Au lieu de cela, pour un prix d'entrée de 8 £ (environ 14 $), les visiteurs ne sont plus traités comme s'il s'agissait d'une re-création de l'intérieur de la maison, comme c'était le cas lorsque Franklin vivait là-bas, mais d'une expérience théâtrale et technologique mettant en scène des aspects du théâtre londonien de Franklin. années. En commençant dans la cuisine, une actrice interprétant le rôle de Polly Stevenson Hewson (la fille de la propriétaire de Franklin, Margaret Stevenson) guide les visiteurs à travers la maison. (Polly suivit Franklin en Amérique après la guerre d'indépendance et était à son chevet quand il mourut.) Les chambres sont essentiellement nues - des planchers et des murs exposés présentent un vert éteint, comme ils l'auraient été à l'époque de Franklin.

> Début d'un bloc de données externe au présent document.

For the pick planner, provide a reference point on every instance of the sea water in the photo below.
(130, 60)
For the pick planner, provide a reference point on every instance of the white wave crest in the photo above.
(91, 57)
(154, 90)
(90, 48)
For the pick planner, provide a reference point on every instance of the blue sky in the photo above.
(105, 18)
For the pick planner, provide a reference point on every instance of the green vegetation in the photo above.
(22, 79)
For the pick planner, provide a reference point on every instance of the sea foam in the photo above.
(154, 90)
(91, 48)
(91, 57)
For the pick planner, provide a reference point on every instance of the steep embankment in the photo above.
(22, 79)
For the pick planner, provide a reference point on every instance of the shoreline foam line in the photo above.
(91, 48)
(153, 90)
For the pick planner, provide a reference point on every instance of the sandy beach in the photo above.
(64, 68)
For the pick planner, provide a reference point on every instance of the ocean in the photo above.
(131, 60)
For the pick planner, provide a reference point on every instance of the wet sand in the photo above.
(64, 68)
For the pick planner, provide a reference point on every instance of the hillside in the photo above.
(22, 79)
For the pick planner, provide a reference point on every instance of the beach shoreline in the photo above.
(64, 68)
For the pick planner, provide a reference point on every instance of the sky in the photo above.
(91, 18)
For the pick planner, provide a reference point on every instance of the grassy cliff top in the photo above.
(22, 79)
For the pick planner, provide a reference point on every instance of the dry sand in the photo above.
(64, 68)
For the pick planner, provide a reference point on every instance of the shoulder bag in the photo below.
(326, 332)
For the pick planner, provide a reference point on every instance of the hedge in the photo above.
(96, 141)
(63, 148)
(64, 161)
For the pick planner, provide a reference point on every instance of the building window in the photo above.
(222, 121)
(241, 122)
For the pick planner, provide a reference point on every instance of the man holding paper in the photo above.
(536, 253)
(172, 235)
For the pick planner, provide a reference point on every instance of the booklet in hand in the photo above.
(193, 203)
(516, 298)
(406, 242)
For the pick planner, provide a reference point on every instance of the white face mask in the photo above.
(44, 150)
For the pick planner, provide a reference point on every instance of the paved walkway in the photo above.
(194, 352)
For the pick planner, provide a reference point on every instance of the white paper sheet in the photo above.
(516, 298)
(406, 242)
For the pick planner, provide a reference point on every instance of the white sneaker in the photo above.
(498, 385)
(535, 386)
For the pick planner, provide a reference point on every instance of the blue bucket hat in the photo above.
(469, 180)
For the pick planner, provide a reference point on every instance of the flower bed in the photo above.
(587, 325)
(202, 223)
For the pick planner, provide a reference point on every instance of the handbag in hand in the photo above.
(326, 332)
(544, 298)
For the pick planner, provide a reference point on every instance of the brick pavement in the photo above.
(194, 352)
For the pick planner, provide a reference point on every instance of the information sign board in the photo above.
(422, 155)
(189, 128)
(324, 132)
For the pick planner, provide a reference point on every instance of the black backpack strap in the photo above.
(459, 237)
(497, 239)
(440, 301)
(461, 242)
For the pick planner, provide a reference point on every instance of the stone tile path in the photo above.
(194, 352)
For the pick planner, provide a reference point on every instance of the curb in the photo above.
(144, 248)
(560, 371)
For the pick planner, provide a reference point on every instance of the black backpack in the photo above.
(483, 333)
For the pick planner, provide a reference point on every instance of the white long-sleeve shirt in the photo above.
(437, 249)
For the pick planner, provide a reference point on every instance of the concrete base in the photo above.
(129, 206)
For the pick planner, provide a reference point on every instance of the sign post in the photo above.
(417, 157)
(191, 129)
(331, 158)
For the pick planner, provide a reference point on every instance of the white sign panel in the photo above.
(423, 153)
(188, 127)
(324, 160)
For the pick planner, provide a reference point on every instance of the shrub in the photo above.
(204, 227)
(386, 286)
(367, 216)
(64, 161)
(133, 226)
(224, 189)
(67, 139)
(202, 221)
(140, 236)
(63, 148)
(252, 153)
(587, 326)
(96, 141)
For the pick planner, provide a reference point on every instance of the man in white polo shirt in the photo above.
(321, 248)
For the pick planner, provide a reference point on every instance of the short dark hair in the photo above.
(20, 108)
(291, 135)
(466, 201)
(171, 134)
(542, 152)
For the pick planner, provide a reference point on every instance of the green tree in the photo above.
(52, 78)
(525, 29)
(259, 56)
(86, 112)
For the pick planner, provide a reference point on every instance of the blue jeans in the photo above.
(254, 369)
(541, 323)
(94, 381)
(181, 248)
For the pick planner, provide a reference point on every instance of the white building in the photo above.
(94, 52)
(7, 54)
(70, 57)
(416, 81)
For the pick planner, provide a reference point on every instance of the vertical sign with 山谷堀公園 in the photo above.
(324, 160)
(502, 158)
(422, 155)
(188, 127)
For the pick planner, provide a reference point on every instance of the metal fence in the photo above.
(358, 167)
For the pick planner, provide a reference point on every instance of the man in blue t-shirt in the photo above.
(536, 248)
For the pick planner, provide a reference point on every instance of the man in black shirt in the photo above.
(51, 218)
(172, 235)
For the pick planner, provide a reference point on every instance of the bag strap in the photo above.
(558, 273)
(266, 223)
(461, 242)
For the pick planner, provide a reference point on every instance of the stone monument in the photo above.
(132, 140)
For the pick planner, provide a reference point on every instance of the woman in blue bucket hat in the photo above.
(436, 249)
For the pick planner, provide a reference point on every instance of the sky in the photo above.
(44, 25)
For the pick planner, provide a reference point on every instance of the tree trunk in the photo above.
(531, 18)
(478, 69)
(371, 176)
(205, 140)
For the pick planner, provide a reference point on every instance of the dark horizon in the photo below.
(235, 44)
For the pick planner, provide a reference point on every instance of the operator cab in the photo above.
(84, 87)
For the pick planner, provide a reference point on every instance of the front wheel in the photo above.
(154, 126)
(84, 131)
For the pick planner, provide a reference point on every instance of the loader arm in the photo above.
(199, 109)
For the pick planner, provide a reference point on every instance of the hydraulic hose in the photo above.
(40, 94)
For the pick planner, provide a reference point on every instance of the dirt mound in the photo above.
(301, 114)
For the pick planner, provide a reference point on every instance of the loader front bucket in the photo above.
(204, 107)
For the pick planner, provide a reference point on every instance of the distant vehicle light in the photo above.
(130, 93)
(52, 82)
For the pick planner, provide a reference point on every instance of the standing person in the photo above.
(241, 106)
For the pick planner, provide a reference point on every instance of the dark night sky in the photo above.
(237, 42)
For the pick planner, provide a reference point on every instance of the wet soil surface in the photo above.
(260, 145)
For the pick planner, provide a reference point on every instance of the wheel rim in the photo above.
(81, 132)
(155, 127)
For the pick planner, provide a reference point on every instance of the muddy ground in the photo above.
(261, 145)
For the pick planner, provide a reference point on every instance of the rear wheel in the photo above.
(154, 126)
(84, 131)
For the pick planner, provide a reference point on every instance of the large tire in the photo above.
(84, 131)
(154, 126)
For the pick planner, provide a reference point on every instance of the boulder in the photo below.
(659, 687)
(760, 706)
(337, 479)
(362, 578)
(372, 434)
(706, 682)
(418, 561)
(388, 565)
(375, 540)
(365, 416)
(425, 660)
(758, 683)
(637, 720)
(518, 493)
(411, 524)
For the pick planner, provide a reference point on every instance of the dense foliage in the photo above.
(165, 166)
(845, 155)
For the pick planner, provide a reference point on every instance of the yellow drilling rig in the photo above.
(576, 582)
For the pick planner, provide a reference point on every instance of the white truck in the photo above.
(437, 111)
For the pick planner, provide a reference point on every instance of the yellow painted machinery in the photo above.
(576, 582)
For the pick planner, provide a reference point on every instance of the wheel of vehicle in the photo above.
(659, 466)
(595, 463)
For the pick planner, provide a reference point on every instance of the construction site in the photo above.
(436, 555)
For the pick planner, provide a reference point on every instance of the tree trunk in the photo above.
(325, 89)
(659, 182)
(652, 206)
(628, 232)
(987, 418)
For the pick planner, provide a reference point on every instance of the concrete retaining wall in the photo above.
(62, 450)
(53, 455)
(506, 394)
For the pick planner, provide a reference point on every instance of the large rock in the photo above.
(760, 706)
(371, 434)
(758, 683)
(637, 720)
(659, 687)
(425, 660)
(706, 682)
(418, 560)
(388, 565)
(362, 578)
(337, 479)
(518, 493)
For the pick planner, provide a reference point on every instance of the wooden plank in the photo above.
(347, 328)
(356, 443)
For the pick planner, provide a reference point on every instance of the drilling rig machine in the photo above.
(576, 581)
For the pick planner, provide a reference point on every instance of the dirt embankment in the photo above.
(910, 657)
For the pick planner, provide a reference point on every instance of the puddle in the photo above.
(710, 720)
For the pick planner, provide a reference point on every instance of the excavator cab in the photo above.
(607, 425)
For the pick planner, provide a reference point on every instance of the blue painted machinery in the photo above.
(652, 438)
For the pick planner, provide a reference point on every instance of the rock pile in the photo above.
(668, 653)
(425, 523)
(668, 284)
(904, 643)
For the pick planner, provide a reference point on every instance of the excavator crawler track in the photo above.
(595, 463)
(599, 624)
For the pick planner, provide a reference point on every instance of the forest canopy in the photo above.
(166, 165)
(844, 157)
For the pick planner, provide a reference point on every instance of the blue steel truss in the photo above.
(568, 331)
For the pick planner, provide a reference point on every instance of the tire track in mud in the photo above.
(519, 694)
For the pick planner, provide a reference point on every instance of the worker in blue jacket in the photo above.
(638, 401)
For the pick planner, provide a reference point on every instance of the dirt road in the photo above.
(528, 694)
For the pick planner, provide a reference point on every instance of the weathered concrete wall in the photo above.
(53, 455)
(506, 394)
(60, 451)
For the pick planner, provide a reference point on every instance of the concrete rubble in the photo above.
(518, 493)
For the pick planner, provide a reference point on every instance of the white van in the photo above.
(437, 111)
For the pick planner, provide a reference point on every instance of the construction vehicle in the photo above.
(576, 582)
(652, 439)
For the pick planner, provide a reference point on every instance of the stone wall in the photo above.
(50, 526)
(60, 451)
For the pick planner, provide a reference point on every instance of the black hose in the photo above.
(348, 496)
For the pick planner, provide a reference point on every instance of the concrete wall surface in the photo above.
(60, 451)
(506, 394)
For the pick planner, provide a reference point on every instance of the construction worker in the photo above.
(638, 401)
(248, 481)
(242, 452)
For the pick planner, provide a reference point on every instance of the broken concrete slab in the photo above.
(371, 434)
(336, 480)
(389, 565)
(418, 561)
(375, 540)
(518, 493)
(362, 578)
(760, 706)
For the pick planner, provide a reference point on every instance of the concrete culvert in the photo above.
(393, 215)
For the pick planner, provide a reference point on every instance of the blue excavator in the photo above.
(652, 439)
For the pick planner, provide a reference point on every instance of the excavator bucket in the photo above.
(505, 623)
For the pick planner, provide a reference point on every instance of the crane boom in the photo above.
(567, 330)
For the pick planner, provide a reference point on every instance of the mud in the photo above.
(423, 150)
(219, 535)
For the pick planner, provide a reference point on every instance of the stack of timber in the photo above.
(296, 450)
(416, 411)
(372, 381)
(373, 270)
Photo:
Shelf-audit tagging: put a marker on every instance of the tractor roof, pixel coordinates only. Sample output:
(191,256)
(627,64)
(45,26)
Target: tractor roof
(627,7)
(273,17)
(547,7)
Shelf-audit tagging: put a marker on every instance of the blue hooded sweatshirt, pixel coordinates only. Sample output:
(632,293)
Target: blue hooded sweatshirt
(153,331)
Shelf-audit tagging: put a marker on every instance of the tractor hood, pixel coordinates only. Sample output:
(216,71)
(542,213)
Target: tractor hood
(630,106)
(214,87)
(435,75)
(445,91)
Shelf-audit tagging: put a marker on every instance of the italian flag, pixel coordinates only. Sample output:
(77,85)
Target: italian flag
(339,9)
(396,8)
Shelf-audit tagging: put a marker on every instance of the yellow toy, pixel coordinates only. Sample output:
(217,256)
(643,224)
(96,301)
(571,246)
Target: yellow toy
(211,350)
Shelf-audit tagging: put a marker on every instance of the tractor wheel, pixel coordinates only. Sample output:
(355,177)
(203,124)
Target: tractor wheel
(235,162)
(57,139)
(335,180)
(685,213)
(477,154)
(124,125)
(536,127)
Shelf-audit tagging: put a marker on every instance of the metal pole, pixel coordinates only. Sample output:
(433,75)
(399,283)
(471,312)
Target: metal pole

Chaque salle est dédiée à un aspect différent de l'homme aux multiples facettes. Les salles du premier étage, par exemple, où il dormait, se divertissait, menait des expériences scientifiques et organisait des réunions politiques cruciales avec des membres du gouvernement britannique, étaient consacrées à Franklin, l'homme public. Des extraits enregistrés de lettres et d'autres écrits de Franklin, des discours réédités par des députés et des images projetées au plafond projetent au visiteur une dramatisation de l'affaire Hutchinson.

«Ce n'est pas comme Colonial Williamsburg, où il y a quelqu'un qui baratte du beurre et vous parlez», explique la directrice du site, Márcia Balisciano. «C’est« le musée en tant que théâtre », dans lequel le visiteur fait partie intégrante du drame.»